De wereld is ziek. We houden de carrousel van idioterie maar gaande en het wordt alleen maar erger. Discriminatie, polarisatie, bureaucratie, willekeur en elkaar groeten met de elleboog waarin we niesen.
In de Alpenlanden moet je 3g zijn, geimpft, getested of gevaccineerd. Maak daar binnenkort maar 5g van als je geboast en nogmaals geboast bent, want die vaccins die je door de strot geduwd krijgt, werken toch niet goed genoeg.
En zo gaat het circus maar door. Als je als land afspraken maakt, namelijke je mag alleen binnen zitten als je gevaccineerd bent, waarom het dan werkelijk bij ieder etablissement nog eens op het bord zetten? Die totale doorgeslagen angstattitude en het de hele tijd maar benadrukken. Ik ga snel weer de bergen in, ben nu alweer klaar met de ‘beschaving’. Sterker nog: ik ren er keihard van weg, al bijna twee maanden.
Ik slaap op een zaal met drie kerels. Een student ligt hier tot hij zijn kamer krijgt, aardige vent. Ik lig bovenin het enige stapelbed. Om twee uur ’s nachts komt een brede kerel vol tattoos stomdronken met veel lawaai onder me liggen. Hij snurkt niet, hij zaagt echt aan de poten van ons gezamenlijke bed. Het trilt.

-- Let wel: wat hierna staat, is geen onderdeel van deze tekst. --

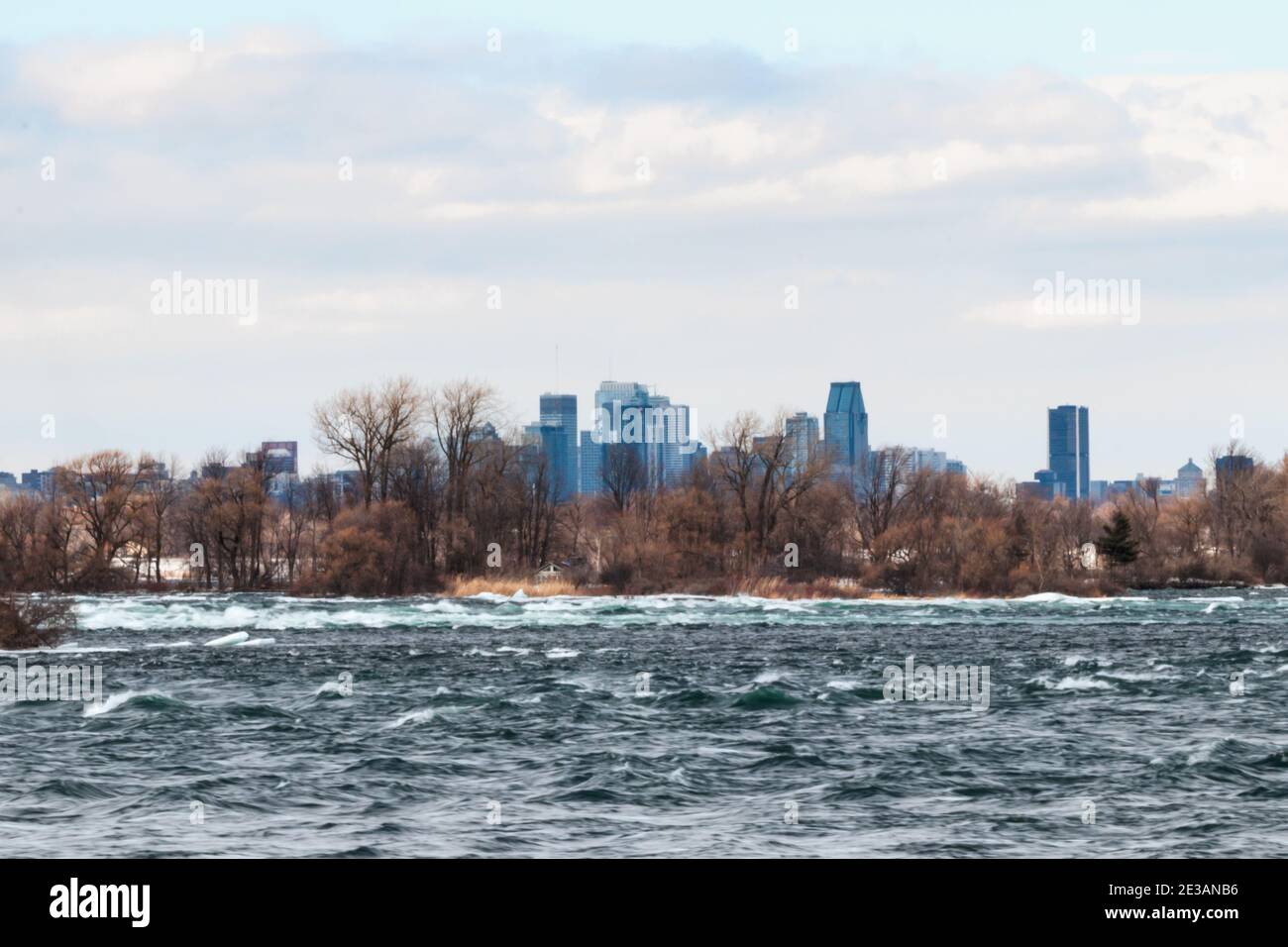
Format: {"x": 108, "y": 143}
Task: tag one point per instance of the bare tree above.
{"x": 366, "y": 424}
{"x": 462, "y": 412}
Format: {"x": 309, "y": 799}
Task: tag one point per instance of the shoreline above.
{"x": 772, "y": 590}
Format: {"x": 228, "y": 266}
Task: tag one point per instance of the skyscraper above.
{"x": 802, "y": 433}
{"x": 649, "y": 425}
{"x": 591, "y": 464}
{"x": 559, "y": 411}
{"x": 845, "y": 428}
{"x": 1068, "y": 450}
{"x": 1189, "y": 479}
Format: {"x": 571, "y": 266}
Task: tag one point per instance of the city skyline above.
{"x": 688, "y": 208}
{"x": 576, "y": 449}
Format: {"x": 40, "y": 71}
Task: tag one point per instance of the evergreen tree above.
{"x": 1117, "y": 544}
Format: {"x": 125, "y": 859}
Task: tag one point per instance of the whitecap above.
{"x": 235, "y": 638}
{"x": 411, "y": 716}
{"x": 117, "y": 699}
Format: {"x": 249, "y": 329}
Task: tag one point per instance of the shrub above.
{"x": 29, "y": 621}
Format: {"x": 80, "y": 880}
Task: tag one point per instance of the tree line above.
{"x": 438, "y": 495}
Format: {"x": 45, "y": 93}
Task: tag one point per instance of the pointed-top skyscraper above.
{"x": 845, "y": 428}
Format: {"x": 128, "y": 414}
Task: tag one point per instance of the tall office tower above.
{"x": 674, "y": 455}
{"x": 561, "y": 411}
{"x": 591, "y": 464}
{"x": 1189, "y": 479}
{"x": 544, "y": 441}
{"x": 1068, "y": 450}
{"x": 845, "y": 428}
{"x": 802, "y": 433}
{"x": 279, "y": 457}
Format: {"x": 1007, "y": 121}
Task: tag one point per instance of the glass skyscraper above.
{"x": 1069, "y": 450}
{"x": 561, "y": 411}
{"x": 845, "y": 428}
{"x": 802, "y": 433}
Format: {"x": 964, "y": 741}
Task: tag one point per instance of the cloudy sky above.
{"x": 640, "y": 189}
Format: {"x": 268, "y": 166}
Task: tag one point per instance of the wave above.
{"x": 150, "y": 699}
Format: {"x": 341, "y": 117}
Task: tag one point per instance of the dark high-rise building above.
{"x": 845, "y": 428}
{"x": 561, "y": 411}
{"x": 1068, "y": 450}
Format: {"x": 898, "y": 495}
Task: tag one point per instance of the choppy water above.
{"x": 532, "y": 711}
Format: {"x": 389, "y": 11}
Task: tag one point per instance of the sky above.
{"x": 734, "y": 202}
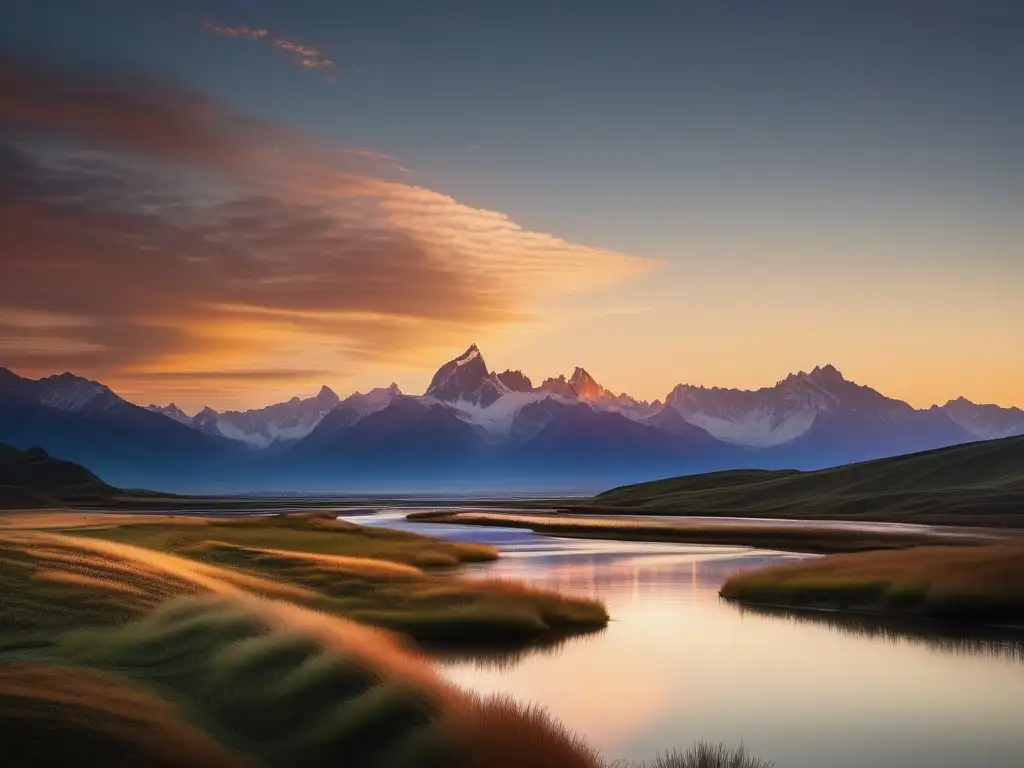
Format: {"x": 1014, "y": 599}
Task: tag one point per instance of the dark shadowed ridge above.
{"x": 34, "y": 478}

Om 4.25 gaat zijn wekker af, minutenlang. Hij wordt er niet wakker van. Wij alledrie wel. Ik roep waarna hij hem uitzet, maar daarna gaat hij om de vijf minuten af. Ik ben licht aggressief. Ik sla hem vanboven en brul ‘Je voudrais coucher, merde!!! Putain, arrete!’ Ik vind dat mijn Frans me heel niet in de steek laat tijdens mijn eerste nachtelijke scheldpartij ooit. Hij wordt er niet wakker van… De vierde keer grijpen mijn kamergenoten in want ze Ojn bang dat het knokken wordt, en pikken zijn telefoon in die ze weten onschadelijk te maken.

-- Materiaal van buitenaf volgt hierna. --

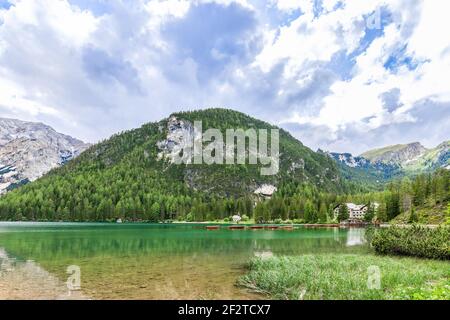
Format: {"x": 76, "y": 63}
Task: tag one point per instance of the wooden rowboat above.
{"x": 236, "y": 227}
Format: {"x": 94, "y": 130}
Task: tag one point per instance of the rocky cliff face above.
{"x": 391, "y": 161}
{"x": 398, "y": 154}
{"x": 28, "y": 150}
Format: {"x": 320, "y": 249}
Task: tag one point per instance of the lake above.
{"x": 148, "y": 261}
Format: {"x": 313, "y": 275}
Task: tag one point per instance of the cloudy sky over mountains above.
{"x": 340, "y": 75}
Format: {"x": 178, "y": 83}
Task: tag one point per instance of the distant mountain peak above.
{"x": 396, "y": 154}
{"x": 28, "y": 150}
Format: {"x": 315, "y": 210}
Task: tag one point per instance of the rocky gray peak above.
{"x": 349, "y": 160}
{"x": 180, "y": 135}
{"x": 28, "y": 150}
{"x": 398, "y": 154}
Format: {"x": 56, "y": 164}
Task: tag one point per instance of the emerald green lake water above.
{"x": 149, "y": 261}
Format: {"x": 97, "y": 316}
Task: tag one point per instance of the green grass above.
{"x": 342, "y": 276}
{"x": 429, "y": 213}
{"x": 416, "y": 240}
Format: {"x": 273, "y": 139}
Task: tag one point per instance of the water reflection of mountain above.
{"x": 51, "y": 245}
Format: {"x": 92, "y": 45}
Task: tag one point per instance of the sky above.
{"x": 344, "y": 76}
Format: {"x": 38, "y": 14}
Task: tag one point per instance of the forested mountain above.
{"x": 28, "y": 150}
{"x": 128, "y": 176}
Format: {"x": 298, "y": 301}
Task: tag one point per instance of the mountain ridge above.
{"x": 28, "y": 150}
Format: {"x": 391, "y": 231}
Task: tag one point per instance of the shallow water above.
{"x": 148, "y": 261}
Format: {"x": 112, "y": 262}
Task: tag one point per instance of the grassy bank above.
{"x": 417, "y": 241}
{"x": 332, "y": 276}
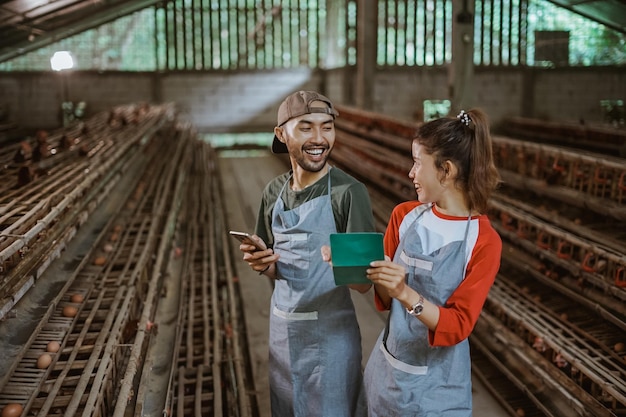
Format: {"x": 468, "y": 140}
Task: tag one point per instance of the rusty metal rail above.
{"x": 38, "y": 219}
{"x": 103, "y": 317}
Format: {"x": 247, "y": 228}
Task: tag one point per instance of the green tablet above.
{"x": 352, "y": 254}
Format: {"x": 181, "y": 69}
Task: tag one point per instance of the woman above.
{"x": 445, "y": 259}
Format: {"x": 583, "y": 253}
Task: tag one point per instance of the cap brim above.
{"x": 278, "y": 146}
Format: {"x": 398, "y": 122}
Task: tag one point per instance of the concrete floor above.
{"x": 242, "y": 189}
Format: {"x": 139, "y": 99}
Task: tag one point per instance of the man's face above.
{"x": 309, "y": 139}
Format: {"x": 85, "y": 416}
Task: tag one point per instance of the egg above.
{"x": 44, "y": 361}
{"x": 70, "y": 311}
{"x": 77, "y": 298}
{"x": 12, "y": 410}
{"x": 53, "y": 346}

Om 6 uur ga ik ontbijten. Als ik terug kom op de kamer mijdt het bewuste individu me alsof ik corona heb. Dat is zijn eerste en enige verstandige actie in de korte tijd dat hij het bed met me deelde. Ik ben geen fan van jeugdherbergen, nu weet ik zeker dat ik de tent weer pak.
Op naar Genève, een dag oeverbanjeren.